Jason King

Personal information
- Born:: November 18, 1993 (age 31) Little Rock, Arkansas
- Height:: 6 ft 4 in (1.93 m)
- Weight:: 300 lb (136 kg)

Career information
- High school:: Pulaski Academy (Little Rock, Arkansas)
- College:: Purdue
- Position:: Guard
- Undrafted:: 2017

Career history
- New England Patriots (2017)*; Baltimore Ravens (2017)*; New England Patriots (2017); Birmingham Iron (2019)*;
- * Offseason and/or practice squad member only
- Stats at Pro Football Reference

= Jason King (American football) =

American football player (born 1993)

Jason Douglas King (born November 18, 1993) is an American former professional football guard. He played college football at Purdue.

==Early life and college==
King played high school football for coach Kevin Kelley at Pulaski Academy in Little Rock, Arkansas. He graduated from Pulaski Academy in the class of 2012.

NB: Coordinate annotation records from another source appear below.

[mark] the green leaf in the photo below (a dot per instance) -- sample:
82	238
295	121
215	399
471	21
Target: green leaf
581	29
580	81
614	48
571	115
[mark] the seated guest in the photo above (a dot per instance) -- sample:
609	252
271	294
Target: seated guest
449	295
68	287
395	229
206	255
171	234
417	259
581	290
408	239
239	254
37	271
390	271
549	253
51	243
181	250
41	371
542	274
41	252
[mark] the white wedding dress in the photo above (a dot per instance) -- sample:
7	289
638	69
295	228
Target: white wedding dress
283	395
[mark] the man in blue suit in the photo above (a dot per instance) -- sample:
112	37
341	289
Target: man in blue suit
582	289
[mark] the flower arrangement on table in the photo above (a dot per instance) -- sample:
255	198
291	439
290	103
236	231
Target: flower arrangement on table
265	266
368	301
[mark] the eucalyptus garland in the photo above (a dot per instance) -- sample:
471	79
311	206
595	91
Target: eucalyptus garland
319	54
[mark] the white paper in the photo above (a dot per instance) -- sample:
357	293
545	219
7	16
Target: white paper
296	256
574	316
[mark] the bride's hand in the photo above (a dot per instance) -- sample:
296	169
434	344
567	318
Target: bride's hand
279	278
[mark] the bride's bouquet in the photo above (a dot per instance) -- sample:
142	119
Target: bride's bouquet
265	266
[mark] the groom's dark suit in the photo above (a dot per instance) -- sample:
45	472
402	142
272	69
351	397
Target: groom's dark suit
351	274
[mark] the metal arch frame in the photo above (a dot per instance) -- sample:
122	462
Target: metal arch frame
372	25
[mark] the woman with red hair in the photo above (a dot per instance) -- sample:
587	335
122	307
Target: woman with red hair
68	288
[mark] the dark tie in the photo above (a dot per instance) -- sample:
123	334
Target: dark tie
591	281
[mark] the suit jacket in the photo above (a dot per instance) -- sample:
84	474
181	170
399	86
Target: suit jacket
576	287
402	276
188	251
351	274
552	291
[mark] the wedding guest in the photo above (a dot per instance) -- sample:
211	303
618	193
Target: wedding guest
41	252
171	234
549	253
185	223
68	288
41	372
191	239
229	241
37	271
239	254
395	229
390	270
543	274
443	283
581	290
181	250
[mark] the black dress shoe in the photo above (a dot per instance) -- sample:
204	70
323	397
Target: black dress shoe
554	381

King committed to Purdue on December 26, 2011, and later signed a letter of intent to Purdue on February 1, 2012. He attended school at Purdue from 2012 until graduating in 2016, having played in 45 games during his collegiate career.

==Professional career==
===New England Patriots (first stint)===
King signed with the New England Patriots as an undrafted free agent on May 5, 2017. He was waived by the Patriots on September 2, 2017. He was re-signed to the practice squad on September 20, 2017. He was released on October 9, 2017.

===Baltimore Ravens===
On October 31, 2017, King was signed to the Baltimore Ravens' practice squad. He was released on November 14, 2017.

===New England Patriots (second stint)===
On November 28, 2017, King was signed to the Patriots' active roster. He was waived by the Patriots on December 2, 2017, and was re-signed to New England's practice squad on December 5, 2017. He signed a reserve/future contract with the Patriots on February 6, 2018. He was waived on May 10, 2018, but was re-signed on May 18. He was waived again on September 1, 2018.

===Birmingham Iron===
In November 2018, King signed with the Birmingham Iron of the Alliance of American Football.